STATIC TRANSMISSION opens and closes (not counting a boozy, country-rock hidden track) on contemplative notes: the gospellish, calm-at-the-end-of-the-storm “What Comes After” and the peaceful, moving-toward-the-light “A Fond Farewell. The record bookended thusly, even upbeat tunes like the sunny, chiming “Ambassador of Soul” occasionally take on gray-shaded hues (it solemnly advises, “sometimes you’ve got to learn to walk away”). Elsewhere, a pair of character studies, the Bad Seeds-like junkie yarn “Keep it Clean” and the ’70s-funky, Kool-&-the-Gang-meets-Edgar-Winter-Group “Hollywood,” probe their protagonists’ efforts to steer clear of their own personal hearts of darkness. And speaking of defiance: The album’s centerpiece is a mighty rocker called “Amphetamine” that, sonically, suggests the Dream Syndicate rewriting the Stones’ “Sympathy for the Devil.” In it, a seventh-son-of-a-seventh-son mojo warrior hurtles down the midnight asphalt, vowing not to let his demons catch up with him. “But if I fear for the devil and I fear for myself, then I’m gonna have to fear for everybody else!” whoops Wynn in a voice that’s one part metaphysical triumph and several parts hopped-up recalcitrance.

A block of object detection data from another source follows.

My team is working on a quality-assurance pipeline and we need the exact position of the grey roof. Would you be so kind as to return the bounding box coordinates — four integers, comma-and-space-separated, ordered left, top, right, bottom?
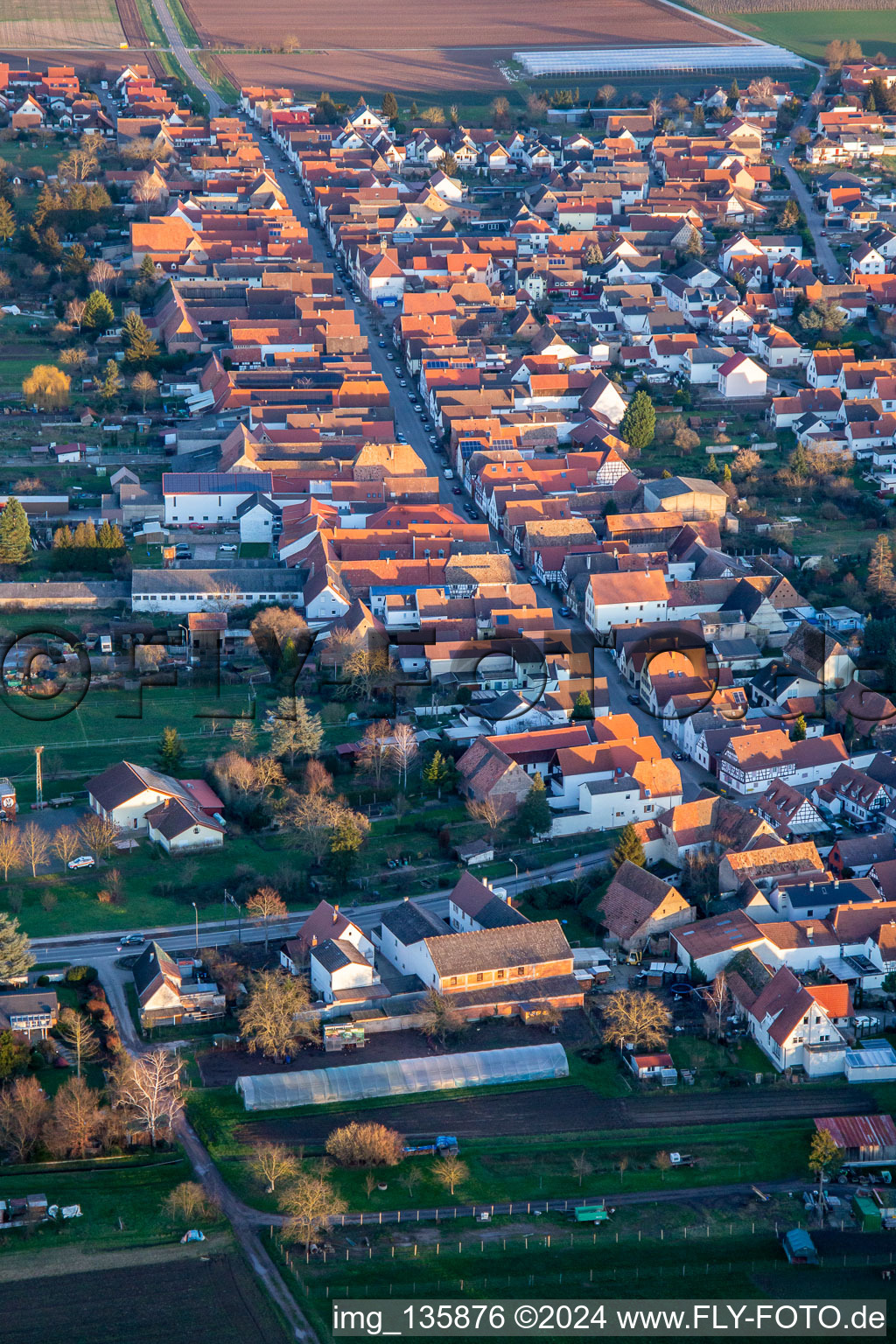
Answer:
382, 900, 452, 948
311, 938, 369, 975
0, 989, 60, 1021
130, 567, 308, 597
770, 876, 881, 910
645, 476, 727, 500
426, 920, 572, 976
161, 472, 273, 494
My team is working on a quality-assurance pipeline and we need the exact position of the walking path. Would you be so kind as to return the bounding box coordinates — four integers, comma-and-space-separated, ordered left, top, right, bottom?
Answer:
150, 0, 224, 117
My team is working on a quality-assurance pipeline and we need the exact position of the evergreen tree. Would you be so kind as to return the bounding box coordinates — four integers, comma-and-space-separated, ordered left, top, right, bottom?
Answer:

“Temptation, facing whatever your Achilles’ heel isthese are issues I’ve come back to again and again,” admits Wynn. “I’ve got all the ugliness and meanness inside me like anybody else does. You keep certain things at bay, things you don’t like about yourself, by writing about it. But I’m not, ah, sitting in a bar all day with a whisky in one hand and a gun in the other!”

Emitting a low, satisfied chuckle, Wynn adds, “A friend of mind called the album ‘troubled-soul music.’ It suits the record. The whole thing is a ‘Lord, I’ve seen troubles and I’m gonna find my salvation’ kind of record. Looking from a period of darkness and trying to find your way out.”

Static Transmission was released in Europe in February, with Wynn & the Miracle 3 subsequently spending most of April and May overseas touring. With the album due stateside next month (like Miracles, it will be on Down There and distributed by Innerstate), Wynn’s determined to capitalize on his Miracles momentum and, in his words, “tour my ass off in America.”

And as mentioned earlier, American audiences got a preview of what to expect this past March at SXSW. Wynn characterizes the Austin experience with a statement that could also double as a career summary:

“It was all very defiant, you know? Making a point. Out there just totake no prisoners.”